Let’s integrate flwr-datasets with TensorFlow. We show you three ways how to convert the data into the formats that TensorFlow’s models expect. Please note that, especially for the smaller datasets, the performance of the following methods is very close. We recommend you choose the method you are the most comfortable with.

Create a FederatedDataset:

from flwr_datasets import FederatedDataset

fds = FederatedDataset(dataset="cifar10", partitioners={"train": 10})
partition = fds.load_partition(0, "train")
centralized_dataset = fds.load_split("test")

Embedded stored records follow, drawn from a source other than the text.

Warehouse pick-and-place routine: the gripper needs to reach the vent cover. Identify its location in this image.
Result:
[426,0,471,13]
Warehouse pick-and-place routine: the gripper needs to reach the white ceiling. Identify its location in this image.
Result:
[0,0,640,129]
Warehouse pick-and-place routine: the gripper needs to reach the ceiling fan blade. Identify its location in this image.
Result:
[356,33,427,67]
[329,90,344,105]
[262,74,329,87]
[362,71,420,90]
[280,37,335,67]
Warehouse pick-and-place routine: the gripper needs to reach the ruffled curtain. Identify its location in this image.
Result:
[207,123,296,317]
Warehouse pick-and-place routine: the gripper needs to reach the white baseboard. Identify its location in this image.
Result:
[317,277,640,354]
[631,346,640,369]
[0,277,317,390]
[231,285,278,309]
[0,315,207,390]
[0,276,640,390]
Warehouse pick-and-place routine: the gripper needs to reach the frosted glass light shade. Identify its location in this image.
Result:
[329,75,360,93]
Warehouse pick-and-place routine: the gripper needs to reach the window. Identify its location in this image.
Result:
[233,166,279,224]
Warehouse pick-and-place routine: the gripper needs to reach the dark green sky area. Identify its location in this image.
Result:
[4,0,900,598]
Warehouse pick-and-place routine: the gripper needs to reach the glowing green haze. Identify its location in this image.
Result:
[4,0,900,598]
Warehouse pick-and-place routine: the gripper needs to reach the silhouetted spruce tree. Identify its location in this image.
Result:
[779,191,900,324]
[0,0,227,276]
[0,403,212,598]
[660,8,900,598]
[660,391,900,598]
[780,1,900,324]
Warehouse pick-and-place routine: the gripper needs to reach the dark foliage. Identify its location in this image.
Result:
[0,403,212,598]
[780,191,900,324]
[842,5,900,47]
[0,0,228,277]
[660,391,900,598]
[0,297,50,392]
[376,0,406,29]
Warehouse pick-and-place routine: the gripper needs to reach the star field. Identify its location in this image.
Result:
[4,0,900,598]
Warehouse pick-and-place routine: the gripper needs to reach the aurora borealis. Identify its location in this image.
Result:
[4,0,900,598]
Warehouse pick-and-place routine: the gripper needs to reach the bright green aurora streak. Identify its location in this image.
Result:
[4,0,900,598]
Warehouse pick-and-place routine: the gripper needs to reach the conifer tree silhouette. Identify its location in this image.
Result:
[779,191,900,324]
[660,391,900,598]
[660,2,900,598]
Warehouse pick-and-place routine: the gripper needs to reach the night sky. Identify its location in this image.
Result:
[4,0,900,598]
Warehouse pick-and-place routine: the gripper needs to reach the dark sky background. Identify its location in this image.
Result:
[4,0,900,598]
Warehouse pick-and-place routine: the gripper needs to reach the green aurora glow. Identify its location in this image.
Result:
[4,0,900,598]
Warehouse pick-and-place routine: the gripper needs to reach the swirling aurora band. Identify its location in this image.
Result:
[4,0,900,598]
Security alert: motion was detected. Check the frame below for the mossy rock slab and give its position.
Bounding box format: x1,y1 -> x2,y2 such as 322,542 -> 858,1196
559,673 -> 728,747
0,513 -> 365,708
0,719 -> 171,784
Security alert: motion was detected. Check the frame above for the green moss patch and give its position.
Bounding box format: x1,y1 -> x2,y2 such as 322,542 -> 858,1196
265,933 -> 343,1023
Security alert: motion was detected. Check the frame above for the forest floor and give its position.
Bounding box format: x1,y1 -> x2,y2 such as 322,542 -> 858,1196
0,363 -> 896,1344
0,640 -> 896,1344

Inspect the names of the features:

partition.features

In case of CIFAR10, you should see the following output.

{'img': Image(decode=True, id=None),
'label': ClassLabel(names=['airplane', 'automobile', 'bird', 'cat', 'deer', 'dog',
'frog', 'horse', 'ship', 'truck'], id=None)}

We will use the keys in the partition features in order to construct a tf.data.Dataset. Let’s move to the transformations.

NumPy

The first way is to transform the data into the NumPy arrays. It’s an easier option that is commonly used. Feel free to follow the Use with NumPy tutorial, especially if you are a beginner.

TensorFlow Dataset

Transform the data to TensorFlow Dataset:

tf_dataset = partition.to_tf_dataset(columns="img", label_cols="label", batch_size=64,
                                   shuffle=True)
# Assuming you have defined your model and compiled it
model.fit(tf_dataset, epochs=20)

TensorFlow Tensors

Transform the data to the TensorFlow tf.Tensor (it’s not the TensorFlow dataset):

data_tf = partition.with_format("tf")
# Assuming you have defined your model and compiled it
model.fit(data_tf["img"], data_tf["label"], epochs=20, batch_size=64)

CNN Keras Model

Here’s a quick example of how you can use that data with a simple CNN model (it assumes you created the TensorFlow dataset as in the section above, see TensorFlow Dataset):

import tensorflow as tf
from tensorflow.keras import datasets, layers, models

model = models.Sequential([
    layers.Conv2D(32, (3, 3), activation='relu', input_shape=(32, 32, 3)),
    layers.MaxPooling2D(2, 2),
    layers.Conv2D(64, (3, 3), activation='relu'),
    layers.MaxPooling2D(2, 2),
    layers.Conv2D(64, (3, 3), activation='relu'),
    layers.Flatten(),
    layers.Dense(64, activation='relu'),
    layers.Dense(10, activation='softmax')
])

model.compile(optimizer='adam', loss='sparse_categorical_crossentropy',
            metrics=['accuracy'])
model.fit(tf_dataset, epochs=20)